Grilled eggplant slices stuffed with a cheese and spinach mixture make a filling vegetarian main dish.

Serves: 4-5
Prep Time: 25 min
Cooking Time: 35 min
Total:  60 min

Ingredients
1 large eggplant
2-3 tbsp. olive oil
1 large onion, chopped
1-2 cloves garlic, pressed
1 packaged frozen chopped spinach, defrosted and pressed to remove excess liquid
2 cups tomato sauce, plain, herb or spiced
250g smooth ricotta cheese
1 tbsp. dried oregano or basil
1/4 cup freshly grated Parmesan cheese
1/4 cup grated Mozzarella cheese, to garnish
salt and pepper

Directions
  1. Cut eggplant lengthways into slices about 1 cm thick and brush both sides lightly with olive oil. Place slices on a parchment paper lined baking sheet and bake in a preheated oven at 350 F for 20-30 minutes. Flip slices about half way through to allow the other side to brown.
  2. While the eggplants are grilling, heat remaining oil in a frying pan and saute onions and garlic until browned. Set aside, allowing to cool.
  3. In a bowl combine ricotta cheese with onions, Parmesan cheese, chopped spinach, oregano, salt and pepper. Mix well.
  4. Spread half the tomato sauce over the bottom of a medium size casserole dish.
  5. To assemble, place a large scoop of cheese mixture onto the end of one grilled eggplant slice and roll up firmly. Place eggplant roll seam-side down into prepared dish. Repeat and until all of the mixture has been used and eggplant rolls fit snugly into dish.
  6. Spread remaining tomato sauce over top all of the rolls, and garnish with grated mozzarella cheese.
  7. Cover with a lid or foil and bake in a preheated oven at 350F for 25 minutes. Remove lid and bake for an additional 5 minutes until cheese has melted.
  8. Serve immediately with a side of green salad, brown rice or garlic bread.
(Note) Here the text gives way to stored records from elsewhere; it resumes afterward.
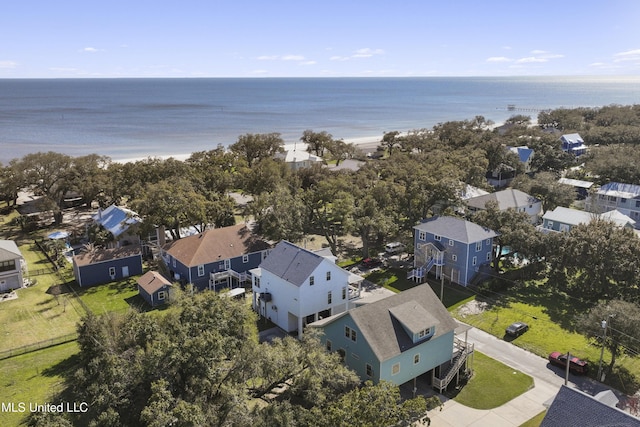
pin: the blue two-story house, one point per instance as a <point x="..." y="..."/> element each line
<point x="216" y="259"/>
<point x="397" y="339"/>
<point x="451" y="246"/>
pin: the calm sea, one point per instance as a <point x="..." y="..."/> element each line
<point x="132" y="118"/>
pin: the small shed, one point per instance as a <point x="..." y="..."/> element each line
<point x="154" y="288"/>
<point x="107" y="265"/>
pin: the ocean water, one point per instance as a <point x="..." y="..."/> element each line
<point x="133" y="118"/>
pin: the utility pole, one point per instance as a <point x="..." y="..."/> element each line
<point x="604" y="325"/>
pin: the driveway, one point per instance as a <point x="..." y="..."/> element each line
<point x="547" y="382"/>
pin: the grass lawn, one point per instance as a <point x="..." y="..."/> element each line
<point x="535" y="421"/>
<point x="493" y="384"/>
<point x="34" y="377"/>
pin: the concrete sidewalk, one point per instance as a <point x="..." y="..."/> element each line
<point x="547" y="382"/>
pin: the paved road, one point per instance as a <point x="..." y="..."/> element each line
<point x="547" y="381"/>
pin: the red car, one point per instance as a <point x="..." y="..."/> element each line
<point x="576" y="365"/>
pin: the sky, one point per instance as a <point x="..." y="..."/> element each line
<point x="328" y="38"/>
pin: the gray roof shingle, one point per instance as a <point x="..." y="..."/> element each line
<point x="456" y="229"/>
<point x="381" y="322"/>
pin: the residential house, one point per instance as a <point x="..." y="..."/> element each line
<point x="121" y="223"/>
<point x="525" y="154"/>
<point x="574" y="408"/>
<point x="154" y="288"/>
<point x="573" y="143"/>
<point x="98" y="266"/>
<point x="582" y="187"/>
<point x="563" y="219"/>
<point x="297" y="157"/>
<point x="217" y="258"/>
<point x="616" y="195"/>
<point x="453" y="247"/>
<point x="398" y="338"/>
<point x="508" y="199"/>
<point x="294" y="287"/>
<point x="10" y="266"/>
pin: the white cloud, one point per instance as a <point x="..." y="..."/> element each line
<point x="8" y="65"/>
<point x="629" y="55"/>
<point x="498" y="59"/>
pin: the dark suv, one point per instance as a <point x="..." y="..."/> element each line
<point x="516" y="329"/>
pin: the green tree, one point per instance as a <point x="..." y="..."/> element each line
<point x="623" y="324"/>
<point x="255" y="147"/>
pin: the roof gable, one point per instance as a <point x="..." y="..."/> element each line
<point x="152" y="281"/>
<point x="292" y="263"/>
<point x="456" y="229"/>
<point x="382" y="323"/>
<point x="215" y="245"/>
<point x="9" y="250"/>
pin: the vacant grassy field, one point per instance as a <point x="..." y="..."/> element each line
<point x="35" y="377"/>
<point x="493" y="384"/>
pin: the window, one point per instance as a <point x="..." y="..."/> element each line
<point x="350" y="333"/>
<point x="395" y="369"/>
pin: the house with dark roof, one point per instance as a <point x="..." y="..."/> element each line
<point x="453" y="247"/>
<point x="564" y="219"/>
<point x="154" y="288"/>
<point x="574" y="408"/>
<point x="573" y="143"/>
<point x="616" y="195"/>
<point x="217" y="258"/>
<point x="508" y="199"/>
<point x="398" y="338"/>
<point x="294" y="287"/>
<point x="98" y="266"/>
<point x="121" y="223"/>
<point x="11" y="260"/>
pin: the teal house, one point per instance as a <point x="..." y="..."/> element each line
<point x="398" y="338"/>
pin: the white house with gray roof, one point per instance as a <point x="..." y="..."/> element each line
<point x="10" y="266"/>
<point x="508" y="199"/>
<point x="293" y="287"/>
<point x="451" y="246"/>
<point x="398" y="338"/>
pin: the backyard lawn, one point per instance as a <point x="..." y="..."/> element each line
<point x="493" y="384"/>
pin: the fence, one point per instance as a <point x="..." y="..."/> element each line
<point x="38" y="346"/>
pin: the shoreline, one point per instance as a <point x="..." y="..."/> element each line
<point x="366" y="143"/>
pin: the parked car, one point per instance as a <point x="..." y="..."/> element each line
<point x="394" y="248"/>
<point x="516" y="329"/>
<point x="371" y="262"/>
<point x="576" y="365"/>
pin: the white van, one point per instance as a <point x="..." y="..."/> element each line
<point x="394" y="248"/>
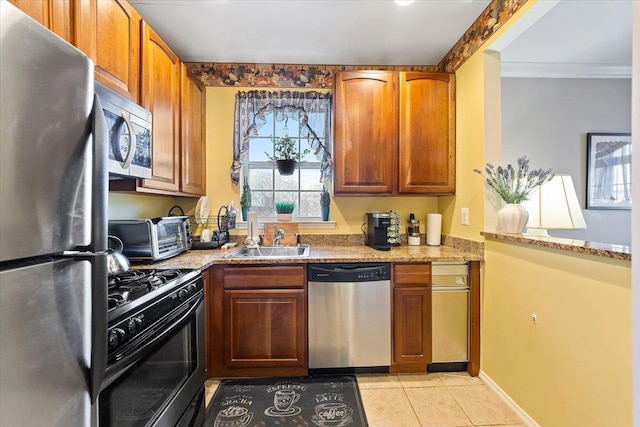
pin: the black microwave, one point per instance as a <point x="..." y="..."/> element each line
<point x="129" y="128"/>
Adapted from Vegetarian Bible (2008), p. 185.

August 20, 2012

Beet, Walnut and Baby Spinach Salad

The incredible colours and flavour of this salad are sure to impress anyone!

Serves: 4-6
Prep Time: 10 min
Cooking Time: 30 min
Total:  40 min

Ingredients
2 medium red beets, peeled and cut into small chunks
2 tbsp. balsamic vinegar
1 tbsp. olive oil
salt and pepper
5-6 cups baby spinach
1 cup toasted walnut pieces
1/2 cup goat cheese, crumbled

Directions
  1. In a large bowl toss beets with balsamic vinegar, olive oil, salt and pepper. Transfer to a parchment paper lined baking sheet and bake in a preheated oven at 400F for 20-30 minutes, until tender and caramelized.  Using a spatula, rotate beets half way through the cooking time
  2. Allow beets to cool to room temperature.
  3. Prepare a bed of baby spinach and garnish with beets and toasted walnuts. Sprinkle with crumbled goat cheese and serve immediately.